4.Jdp2ノックアウトマウスの好中球はC/EBPαの過剰な活性化とATF3の発現上昇により異常な分化を呈する


 Jdp2の好中球における標的遺伝子を明らかにするため,DNA chipによりJdp2ノックアウトマウスの好中球におけるトランスクリプトーム解析を行い,野生型マウスより高い発現を示した遺伝子のプロモーターに存在する転写因子結合部位について調べた.その結果,好中球の一次顆粒に含まれる酵素遺伝子などC/EBP結合部位をもつ遺伝子のmRNAがJdp2ノックアウトマウスの好中球において著しく増加していることが判明した.その一方で,これら酵素遺伝子のタンパク質レベルは正常であった.野生型マウスにおいて顆粒の形成が十分に生じていない未分化な状態の好中球では顆粒に含まれる酵素遺伝子のmRNAがピークを示し,Jdp2ノックアウトマウスと同じく好中球においてその分化マーカーであるLy6Gの発現が低下しているGfi-1ノックアウトマウス9) やIkarosノックアウトマウス10) でも顆粒の形成に障害がある一方で顆粒に含まれる酵素遺伝子のmRNAに増加が認められる.こうしたことから,Jdp2ノックアウトマウスにおける好中球の一次顆粒に含まれる酵素遺伝子のmRNAの増加は,好中球の未分化性を反映しているものと考えられた.
 Jdp2ノックアウトマウスの好中球から核タンパク質を抽出し,C/EBP結合部位に対するC/EBPファミリー転写因子の結合能を調べたところ,タンパク質のレベルは正常であるにもかかわらず,C/EBPαのC/EBP結合部位への結合が亢進していることが明らかになった.さらに,Jdp2はC/EBPαと直接に結合することによりC/EBPαの活性を抑制していることも免疫沈降法とレポーターアッセイ法により確認された.実際に,C/EBPαを野生型マウスの好中球に導入すると一次顆粒に含まれる酵素遺伝子のmRNAの増加やBcl2の発現上昇が認められ,アポトーシスの減弱や好中球細胞外トラップの形成障害など,Jdp2ノックアウトマウスの好中球とよく似た形質を示したことから,Jdp2は好中球の最終分化の段階においてC/EBPαと直接に結合し,これを抑制することにより適切な遺伝子の発現状態をつくりだしているものと考えられた.
 好中球の分化マーカーであるLy6Gの発現低下の原因はC/EBPαの過剰な活性化では説明がつかなかったため,Jdp2がエピジェネティックな制御タンパク質であることを勘案し,Jdp2ノックアウトマウスの好中球に由来するゲノムのヒストンアセチル化の状態をChIP-seq(クロマチン免疫沈降-シークエンシング)法により網羅的に解析した.その結果,Jdp2と同じくAP-1ファミリーに属する転写因子であるATF3をコードする遺伝子のプロモーター領域におけるヒストンアセチル化が,Jdp2ノックアウトマウスの好中球において著明に亢進していることが判明した.実際に,ATF3の発現はJdp2ノックアウトマウスの好中球において上昇しており,Jdp2はATF3遺伝子のプロモーターに直接に結合することによりそのヒストンアセチル化を阻害していた.また,野生型マウスに由来する骨髄細胞にATF3を導入しin vitroにおいて好中球に分化誘導させるとLy6Gの細胞表面における発現が減弱したことから,ATF3は好中球の新規の分化阻害タンパク質であり,Jdp2がこの発現を直接に抑制することにより好中球の適切な最終分化の状態が実現されているものと考えられた.

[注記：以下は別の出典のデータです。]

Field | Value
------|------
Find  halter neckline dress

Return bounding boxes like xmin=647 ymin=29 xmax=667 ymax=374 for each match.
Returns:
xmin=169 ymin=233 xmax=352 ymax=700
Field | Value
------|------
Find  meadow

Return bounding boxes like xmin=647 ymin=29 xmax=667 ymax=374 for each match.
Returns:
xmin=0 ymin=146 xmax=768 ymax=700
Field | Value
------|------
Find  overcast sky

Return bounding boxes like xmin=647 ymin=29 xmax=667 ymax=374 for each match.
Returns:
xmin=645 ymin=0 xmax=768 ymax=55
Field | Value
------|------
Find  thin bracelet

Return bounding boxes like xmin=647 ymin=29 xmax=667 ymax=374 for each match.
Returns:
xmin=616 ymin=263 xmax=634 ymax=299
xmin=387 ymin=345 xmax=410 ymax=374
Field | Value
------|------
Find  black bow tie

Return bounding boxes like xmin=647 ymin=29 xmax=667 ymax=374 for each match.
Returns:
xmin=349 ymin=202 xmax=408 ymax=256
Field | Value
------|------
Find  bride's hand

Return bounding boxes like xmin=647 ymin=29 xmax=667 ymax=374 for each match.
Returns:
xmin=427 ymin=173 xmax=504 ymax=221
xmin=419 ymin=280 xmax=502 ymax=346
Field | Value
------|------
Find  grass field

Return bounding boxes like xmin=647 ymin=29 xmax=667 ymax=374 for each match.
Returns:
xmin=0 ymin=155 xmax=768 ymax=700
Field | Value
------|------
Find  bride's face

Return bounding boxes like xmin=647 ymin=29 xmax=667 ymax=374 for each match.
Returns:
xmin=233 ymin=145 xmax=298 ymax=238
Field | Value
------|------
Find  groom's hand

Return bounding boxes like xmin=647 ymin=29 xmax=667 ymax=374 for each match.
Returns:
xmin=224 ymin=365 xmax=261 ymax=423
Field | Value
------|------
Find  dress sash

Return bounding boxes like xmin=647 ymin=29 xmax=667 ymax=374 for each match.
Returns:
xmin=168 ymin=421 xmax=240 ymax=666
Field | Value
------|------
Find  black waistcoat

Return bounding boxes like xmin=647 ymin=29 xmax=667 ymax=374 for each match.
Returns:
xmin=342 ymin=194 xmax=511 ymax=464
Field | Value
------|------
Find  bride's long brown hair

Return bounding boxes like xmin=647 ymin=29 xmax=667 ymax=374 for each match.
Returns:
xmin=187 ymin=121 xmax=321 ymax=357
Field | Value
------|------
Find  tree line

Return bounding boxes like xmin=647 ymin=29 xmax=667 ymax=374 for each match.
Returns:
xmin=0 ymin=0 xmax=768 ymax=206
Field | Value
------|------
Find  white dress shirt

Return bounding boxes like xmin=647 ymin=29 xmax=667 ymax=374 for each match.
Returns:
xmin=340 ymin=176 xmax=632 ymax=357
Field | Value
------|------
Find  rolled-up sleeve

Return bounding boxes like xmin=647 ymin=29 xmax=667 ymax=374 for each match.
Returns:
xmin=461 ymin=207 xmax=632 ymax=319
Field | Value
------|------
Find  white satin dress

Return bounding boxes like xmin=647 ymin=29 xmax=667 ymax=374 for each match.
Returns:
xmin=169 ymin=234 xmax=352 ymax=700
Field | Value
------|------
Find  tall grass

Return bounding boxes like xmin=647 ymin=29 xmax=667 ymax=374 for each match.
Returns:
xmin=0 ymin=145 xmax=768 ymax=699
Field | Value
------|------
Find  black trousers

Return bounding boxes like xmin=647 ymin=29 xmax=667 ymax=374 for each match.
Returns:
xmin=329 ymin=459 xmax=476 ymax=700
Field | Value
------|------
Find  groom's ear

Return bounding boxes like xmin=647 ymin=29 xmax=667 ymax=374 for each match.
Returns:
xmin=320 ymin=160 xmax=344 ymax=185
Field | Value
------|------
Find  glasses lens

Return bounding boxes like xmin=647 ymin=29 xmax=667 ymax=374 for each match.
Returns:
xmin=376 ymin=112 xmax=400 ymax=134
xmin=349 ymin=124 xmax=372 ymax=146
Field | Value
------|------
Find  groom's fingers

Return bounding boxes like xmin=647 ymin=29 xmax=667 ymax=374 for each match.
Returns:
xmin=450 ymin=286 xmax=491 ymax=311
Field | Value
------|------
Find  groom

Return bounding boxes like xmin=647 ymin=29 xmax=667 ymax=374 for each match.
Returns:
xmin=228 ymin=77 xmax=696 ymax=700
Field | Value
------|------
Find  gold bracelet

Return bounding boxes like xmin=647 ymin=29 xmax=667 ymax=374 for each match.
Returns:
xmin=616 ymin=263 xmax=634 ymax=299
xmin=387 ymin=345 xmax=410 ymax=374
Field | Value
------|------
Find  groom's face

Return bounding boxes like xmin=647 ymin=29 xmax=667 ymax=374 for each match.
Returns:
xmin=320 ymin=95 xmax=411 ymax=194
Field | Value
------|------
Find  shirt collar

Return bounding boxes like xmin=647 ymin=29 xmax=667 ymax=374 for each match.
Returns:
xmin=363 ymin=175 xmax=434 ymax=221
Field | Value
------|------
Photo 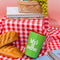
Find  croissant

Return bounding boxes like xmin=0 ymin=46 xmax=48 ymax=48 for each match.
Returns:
xmin=0 ymin=31 xmax=18 ymax=47
xmin=0 ymin=46 xmax=23 ymax=58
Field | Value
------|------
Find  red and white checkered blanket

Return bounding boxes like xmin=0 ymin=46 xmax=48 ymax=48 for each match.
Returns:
xmin=0 ymin=17 xmax=60 ymax=60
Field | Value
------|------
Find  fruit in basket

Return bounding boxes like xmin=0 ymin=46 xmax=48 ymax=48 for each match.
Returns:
xmin=33 ymin=0 xmax=48 ymax=16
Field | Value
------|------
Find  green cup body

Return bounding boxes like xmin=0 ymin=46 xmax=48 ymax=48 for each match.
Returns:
xmin=25 ymin=31 xmax=46 ymax=58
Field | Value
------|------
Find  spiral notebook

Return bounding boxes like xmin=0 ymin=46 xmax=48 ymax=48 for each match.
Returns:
xmin=49 ymin=49 xmax=60 ymax=60
xmin=7 ymin=7 xmax=44 ymax=18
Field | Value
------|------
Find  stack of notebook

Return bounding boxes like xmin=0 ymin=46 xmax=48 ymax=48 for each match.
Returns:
xmin=33 ymin=49 xmax=60 ymax=60
xmin=7 ymin=7 xmax=44 ymax=18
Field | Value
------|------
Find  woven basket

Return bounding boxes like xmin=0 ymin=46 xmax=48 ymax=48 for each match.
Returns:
xmin=17 ymin=0 xmax=42 ymax=13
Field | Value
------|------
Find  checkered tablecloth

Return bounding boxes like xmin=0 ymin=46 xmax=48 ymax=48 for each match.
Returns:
xmin=0 ymin=17 xmax=60 ymax=60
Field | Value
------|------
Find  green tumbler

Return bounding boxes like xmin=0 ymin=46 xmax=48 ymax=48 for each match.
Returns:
xmin=25 ymin=31 xmax=46 ymax=58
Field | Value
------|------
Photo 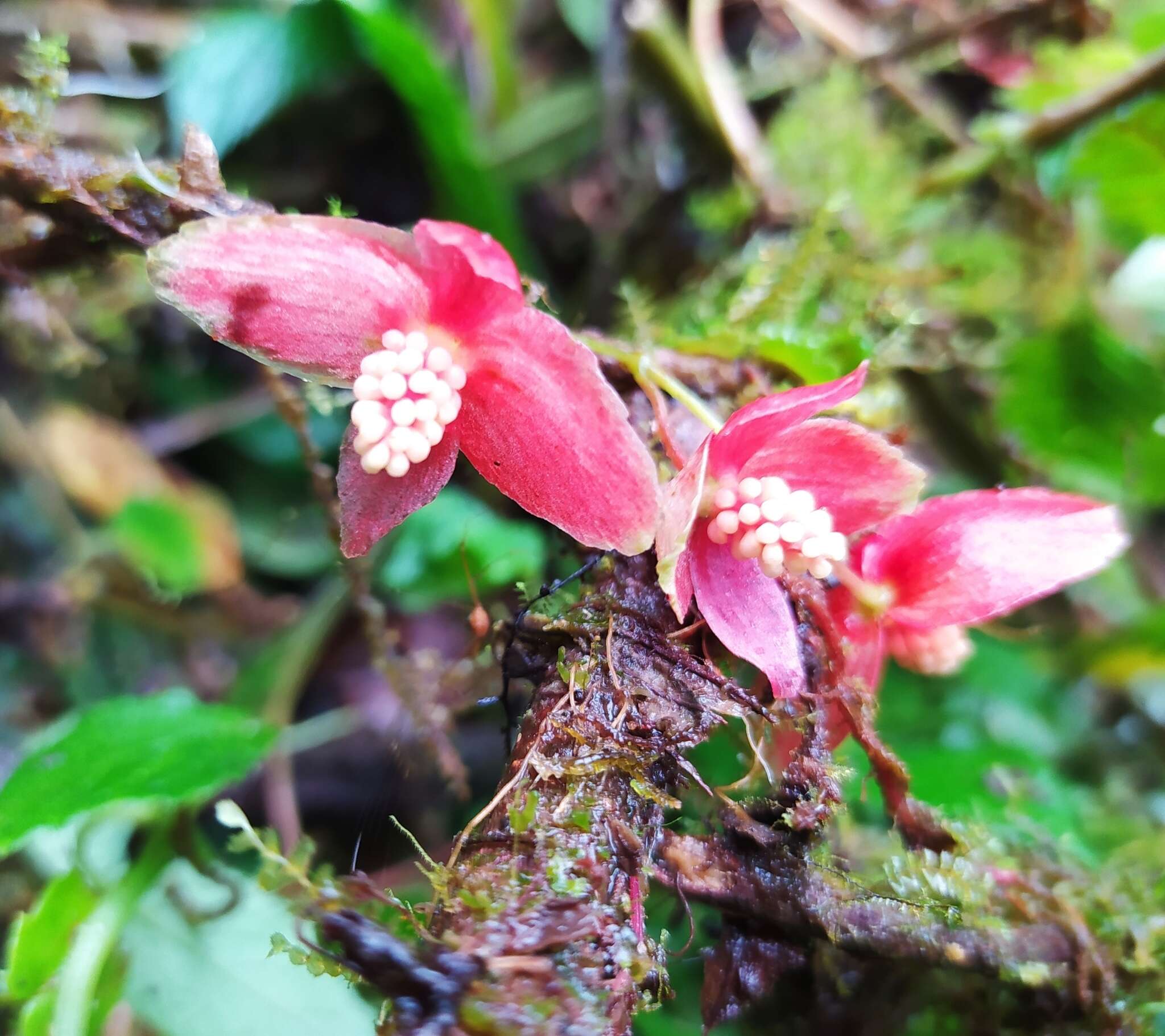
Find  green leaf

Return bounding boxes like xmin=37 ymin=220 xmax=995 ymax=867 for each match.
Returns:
xmin=166 ymin=2 xmax=350 ymax=154
xmin=5 ymin=870 xmax=97 ymax=1000
xmin=1001 ymin=36 xmax=1139 ymax=112
xmin=121 ymin=861 xmax=377 ymax=1036
xmin=558 ymin=0 xmax=608 ymax=50
xmin=488 ymin=77 xmax=602 ymax=183
xmin=106 ymin=497 xmax=204 ymax=595
xmin=378 ymin=486 xmax=547 ymax=610
xmin=16 ymin=987 xmax=57 ymax=1036
xmin=0 ymin=689 xmax=276 ymax=856
xmin=339 ymin=0 xmax=529 ymax=266
xmin=996 ymin=317 xmax=1165 ymax=502
xmin=1065 ymin=94 xmax=1165 ymax=248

5.Jdp2ノックアウトマウスは細菌および真菌の感染に対し脆弱である


 好中球は細菌および真菌への感染防御において中心的な役割をはたす自然免疫細胞であることから,Jdp2ノックアウトマウスに黄色ブドウ球菌やカンジダ菌を静脈から感染させてその生存を野生型マウスと比較した.その結果,Jdp2ノックアウトマウスではこれら病原体の全身の臓器における排除能が低下しており,感染ののち早期に死亡してしまうことが明らかになった.さらに,放射線を照射したのちJdp2ノックアウトマウスの骨髄を移植した野生型マウスも,野生型マウスの骨髄を移植した対照と比べ,黄色ブドウ球菌の感染に対する脆弱性を示した.この感受性の差は好中球を除去することにより消失した.ここで用いた感染モデルはT細胞およびB細胞を除去した状態において致死率に変化のないものであったことから,Jdp2ノックアウトマウスの黄色ブドウ球菌への感染における易感染性の原因は好中球の異常に起因するものと考えられた.

おわりに


 今回の筆者らのJdp2ノックアウトマウスを用いた検討は,Jdp2が破骨細胞および好中球の正常な分化に必須であることを解明したのみならず,個体レベルにおいてJdp2が新規の“骨自然免疫系”制御タンパク質であることを明確に示した.Jdp2は破骨細胞および好中球における系譜特異的な遺伝子発現を転写およびエピジェネティックな制御の2つのレベルで複雑に制御しており(図1),その機能についてはさらなる検討が必要と考えられる.今後は,関節リウマチのような破骨細胞と好中球がともに過剰に活性化した疾患の制御という切り口からの研究も重要なテーマとなりうるだろう.




文 献



  1. Maruyama, K., Takada, Y., Ray, N. et al.: Receptor activator of NF-κB ligand and osteoprotegerin regulate proinflammatory cytokine production in mice. J. Immunol., 177, 3799-3805 (2006)[PubMed]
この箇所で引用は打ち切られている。